Suddenly, an intense protectiveness toward Junior and Danny swept over him, followed by guilt for failing to keep them safe. Henry wondered if this was how parents felt when they were driving their kids to the emergency room after they’d fallen down and broken their arms.

Or maybe it was more like what his mother had been feeling when she’d jumped into the Philadelphia municipal pool to save him from drowning.

She hadn’t seen his father every time she looked at him, Henry realized suddenly—he had. And his mother hadn’t been able to save him from his own wrong-headed thinking like she’d saved him from drowning. That had always been up to him, and it still was.

All of this passed through his mind in a heartbeat. A shrink might have called it a great breakthrough but he wasn’t in a shrink’s office, he was in a shot-up hardware store with two clones, one of whom had burned alive and was now dying with an axe in his chest, and an agent about to go into shock from a gunshot wound.
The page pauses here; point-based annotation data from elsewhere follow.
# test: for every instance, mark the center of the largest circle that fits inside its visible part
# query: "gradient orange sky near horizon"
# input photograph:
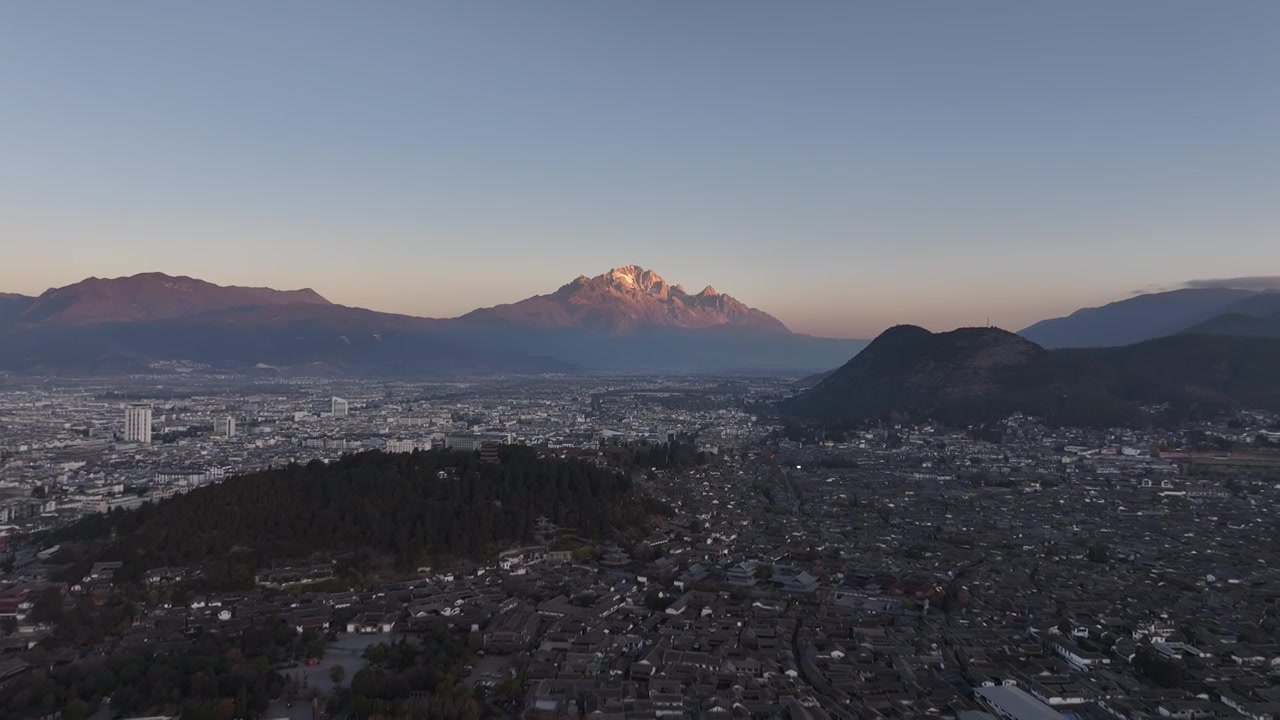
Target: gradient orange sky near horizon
(844, 167)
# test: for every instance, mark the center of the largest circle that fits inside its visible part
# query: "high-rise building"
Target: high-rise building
(137, 423)
(224, 425)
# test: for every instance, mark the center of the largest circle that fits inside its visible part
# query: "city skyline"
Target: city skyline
(844, 168)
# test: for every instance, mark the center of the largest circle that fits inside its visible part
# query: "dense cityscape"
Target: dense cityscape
(604, 360)
(892, 572)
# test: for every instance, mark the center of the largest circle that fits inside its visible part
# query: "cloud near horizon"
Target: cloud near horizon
(1256, 282)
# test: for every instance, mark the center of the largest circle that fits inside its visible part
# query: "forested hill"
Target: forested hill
(414, 509)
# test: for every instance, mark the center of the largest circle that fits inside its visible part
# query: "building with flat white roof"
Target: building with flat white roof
(137, 423)
(1015, 703)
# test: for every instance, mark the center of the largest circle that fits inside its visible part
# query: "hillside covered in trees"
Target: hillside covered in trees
(412, 509)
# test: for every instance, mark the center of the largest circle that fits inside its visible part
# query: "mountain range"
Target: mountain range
(979, 374)
(629, 319)
(1160, 314)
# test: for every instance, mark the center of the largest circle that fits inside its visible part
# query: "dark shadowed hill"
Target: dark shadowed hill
(977, 374)
(1136, 319)
(1239, 326)
(412, 507)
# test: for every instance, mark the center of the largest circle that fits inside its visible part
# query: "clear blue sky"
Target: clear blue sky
(844, 165)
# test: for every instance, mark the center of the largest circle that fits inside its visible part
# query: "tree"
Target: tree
(48, 609)
(76, 710)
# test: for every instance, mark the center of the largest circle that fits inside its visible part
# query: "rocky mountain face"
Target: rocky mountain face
(979, 374)
(624, 301)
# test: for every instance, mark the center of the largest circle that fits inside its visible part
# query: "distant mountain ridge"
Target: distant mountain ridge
(627, 319)
(151, 296)
(1238, 324)
(978, 374)
(624, 300)
(1147, 317)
Damn, this had to be some kind of record for the most simultaneous crises during the first week of retirement.

Danny was bent over the dying clone looking at all his injuries in horrified incredulity. Ms. First Aid, Henry thought; even if she’d still had her burn bag with her, she wouldn’t have found anything in it to help him.

“Don’t you feel pain?” she asked the clone.
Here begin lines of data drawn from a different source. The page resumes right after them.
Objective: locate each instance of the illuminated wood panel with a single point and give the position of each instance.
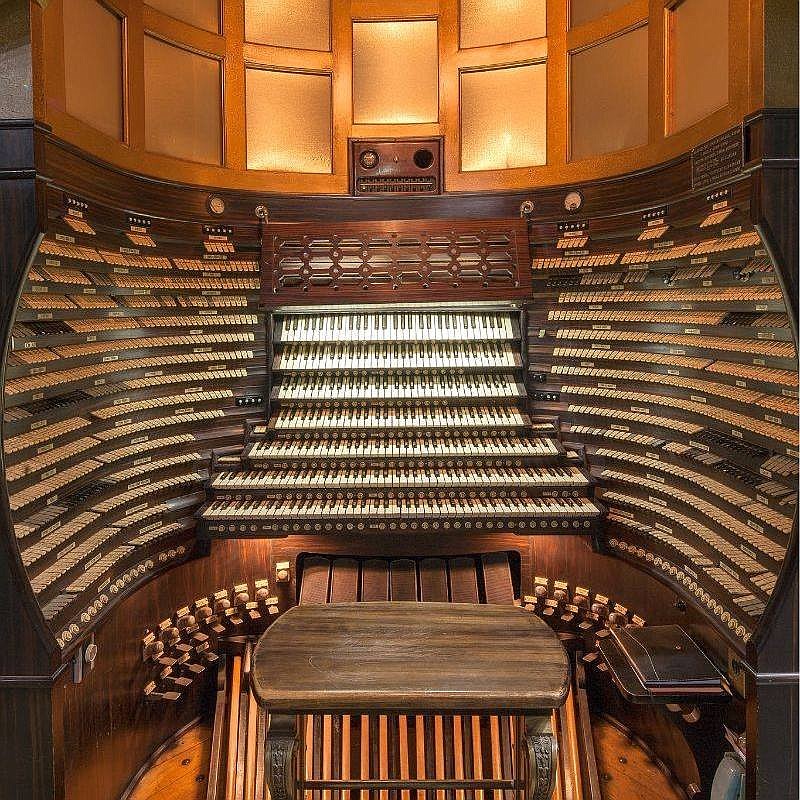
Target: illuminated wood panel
(487, 22)
(504, 117)
(697, 32)
(202, 14)
(583, 11)
(182, 103)
(300, 24)
(93, 65)
(279, 104)
(608, 102)
(395, 72)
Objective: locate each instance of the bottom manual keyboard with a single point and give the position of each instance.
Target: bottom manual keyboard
(412, 510)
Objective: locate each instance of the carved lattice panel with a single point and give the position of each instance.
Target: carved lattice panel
(395, 261)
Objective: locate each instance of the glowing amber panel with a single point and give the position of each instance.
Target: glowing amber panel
(200, 13)
(301, 24)
(289, 121)
(93, 65)
(582, 11)
(698, 60)
(183, 106)
(485, 22)
(395, 72)
(504, 117)
(608, 95)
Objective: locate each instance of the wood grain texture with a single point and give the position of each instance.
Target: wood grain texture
(181, 771)
(627, 771)
(408, 657)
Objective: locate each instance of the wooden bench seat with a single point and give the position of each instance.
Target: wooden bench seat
(391, 746)
(486, 578)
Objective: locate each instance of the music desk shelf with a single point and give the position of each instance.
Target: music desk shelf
(681, 672)
(410, 659)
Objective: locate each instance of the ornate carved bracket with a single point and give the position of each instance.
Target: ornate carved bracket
(541, 750)
(281, 746)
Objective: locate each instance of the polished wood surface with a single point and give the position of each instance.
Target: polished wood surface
(411, 657)
(627, 770)
(180, 771)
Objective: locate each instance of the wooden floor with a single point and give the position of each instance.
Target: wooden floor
(626, 771)
(181, 771)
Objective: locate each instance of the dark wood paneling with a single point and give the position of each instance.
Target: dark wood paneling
(97, 181)
(110, 728)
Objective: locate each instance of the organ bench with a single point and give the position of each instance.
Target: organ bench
(440, 665)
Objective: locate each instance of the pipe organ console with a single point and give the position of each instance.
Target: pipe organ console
(390, 433)
(590, 414)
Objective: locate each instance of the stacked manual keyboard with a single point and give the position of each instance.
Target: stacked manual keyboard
(389, 420)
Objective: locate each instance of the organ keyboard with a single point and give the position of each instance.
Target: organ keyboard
(388, 419)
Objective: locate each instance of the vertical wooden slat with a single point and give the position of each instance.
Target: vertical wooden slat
(218, 741)
(494, 738)
(346, 745)
(498, 586)
(261, 784)
(458, 755)
(463, 580)
(365, 748)
(405, 774)
(327, 752)
(233, 728)
(251, 748)
(477, 753)
(344, 581)
(469, 770)
(383, 753)
(433, 580)
(438, 738)
(506, 766)
(419, 730)
(315, 581)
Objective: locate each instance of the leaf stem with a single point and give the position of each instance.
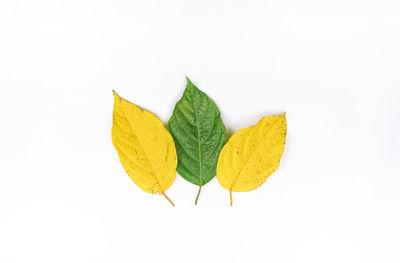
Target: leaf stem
(168, 198)
(197, 198)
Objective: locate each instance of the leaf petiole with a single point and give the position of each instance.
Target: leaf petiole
(197, 198)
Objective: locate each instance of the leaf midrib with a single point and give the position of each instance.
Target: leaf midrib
(198, 140)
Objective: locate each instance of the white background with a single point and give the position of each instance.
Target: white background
(332, 66)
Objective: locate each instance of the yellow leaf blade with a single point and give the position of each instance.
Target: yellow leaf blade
(252, 154)
(145, 148)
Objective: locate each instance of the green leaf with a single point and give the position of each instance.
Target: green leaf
(199, 135)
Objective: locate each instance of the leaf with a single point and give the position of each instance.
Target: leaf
(199, 135)
(252, 154)
(145, 147)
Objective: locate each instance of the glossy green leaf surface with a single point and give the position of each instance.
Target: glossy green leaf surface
(199, 135)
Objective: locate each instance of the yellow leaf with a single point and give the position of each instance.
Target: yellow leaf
(145, 148)
(251, 155)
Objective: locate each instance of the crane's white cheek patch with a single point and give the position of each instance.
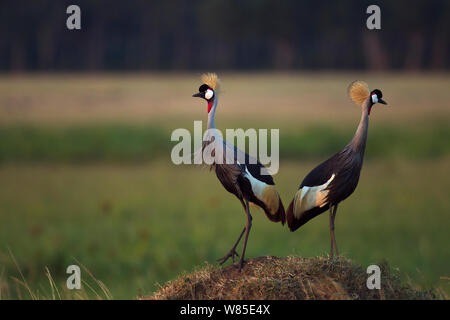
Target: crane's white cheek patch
(374, 98)
(310, 197)
(209, 94)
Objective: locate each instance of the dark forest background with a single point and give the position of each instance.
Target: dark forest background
(224, 34)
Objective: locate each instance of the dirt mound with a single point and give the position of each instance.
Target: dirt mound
(287, 278)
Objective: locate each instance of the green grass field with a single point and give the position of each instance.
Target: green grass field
(85, 175)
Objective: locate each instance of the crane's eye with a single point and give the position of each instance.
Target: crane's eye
(209, 94)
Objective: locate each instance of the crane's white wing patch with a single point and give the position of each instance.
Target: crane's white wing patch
(309, 197)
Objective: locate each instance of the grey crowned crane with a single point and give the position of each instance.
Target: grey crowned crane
(335, 179)
(240, 176)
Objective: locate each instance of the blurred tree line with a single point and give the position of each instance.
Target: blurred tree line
(224, 34)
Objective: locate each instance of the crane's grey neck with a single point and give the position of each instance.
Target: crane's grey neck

The dying clone looked from Danny to Henry with a puzzled frown, and then to Junior. Obviously Verris hadn’t let him in on the family secret. Henry wondered what Verris had called him—Junior 2.0? The Next Big Thing?

And what had he called himself?

Well, they would never know. The clone’s eyes fell closed and his breathing simply stopped. As if he’d died peacefully at home in bed, not in the wreckage of a hardware store with burns all over his body and an axe in his chest.

For a long moment, they were all silent. He had to take care of them, Henry thought, looking at Danny and Junior’s shell-shocked faces. It was up to him to help them get through this and then put it behind them, although he had no idea how. Nowhere in any of his training, formal or informal, had there ever been anything about what to do when your clone tried to kill you but you killed him first.

“I don’t know why you’re so angry with me. You were the inspiration for all of this.”

* * *

Junior turned from the dead clone on the floor to see his dedicated, loving, present father ambling toward them in an easy, casual way. He looked like he had dropped in to pick up some tools for his latest project and he just happened to have a semi-automatic weapon with him.

“You okay, son?” Verris asked Junior.

Junior blinked at him. What the hell did Verris expect him to say to that—Sure, Dad, but I think I need a hug?

But Verris had already turned to Henry. “Know where I got the idea?” he said. “It was in Khafji.” Verris was actually smiling as he set his weapon down on a nearby shelf, one of the few that were still standing. “Watching you go house to house, wishing I had a whole division of soldiers as good as you, wondering if that could be possible. You should be flattered.”

Henry gave a single, humorless laugh. “You should be dead.

Verris chuckled, as if Henry had said something witty. “You saw what I saw over there: friends being sent home in pine boxes or struggling with life-changing injuries. And the atrocities. Why should we accept that if there’s a better way?”

Keeping his eyes on Henry, he moved closer to Junior. “And look what we created.” He gestured at Junior, like a game-show host showing off the grand prize; it made Junior want to slap his face until his head fell off. “He’s got both of us in him. Don’t you think your country deserves a perfect version of you?”

“There is no perfect version of me,” Henry snapped. “Or him—” he nodded at Junior. “Or anybody.

“No?” Verris looked down at the dead clone, his face sad. “He was on his way to Yemen—the perfect soldier for the job. Instead, thanks to you, his place will be taken by someone with parents. Someone who feels pain and fear—which we had edited out of this soldier—someone with just as many weaknesses as the terrorists we’re trying to kill. You’re going to tell me that’s better?”

Junior’s own words came back to him: You made a person out of another person.

Except a person had parents. A person felt pain and fear. If Verris had edited those things out of this soldier, what was left that made him a person?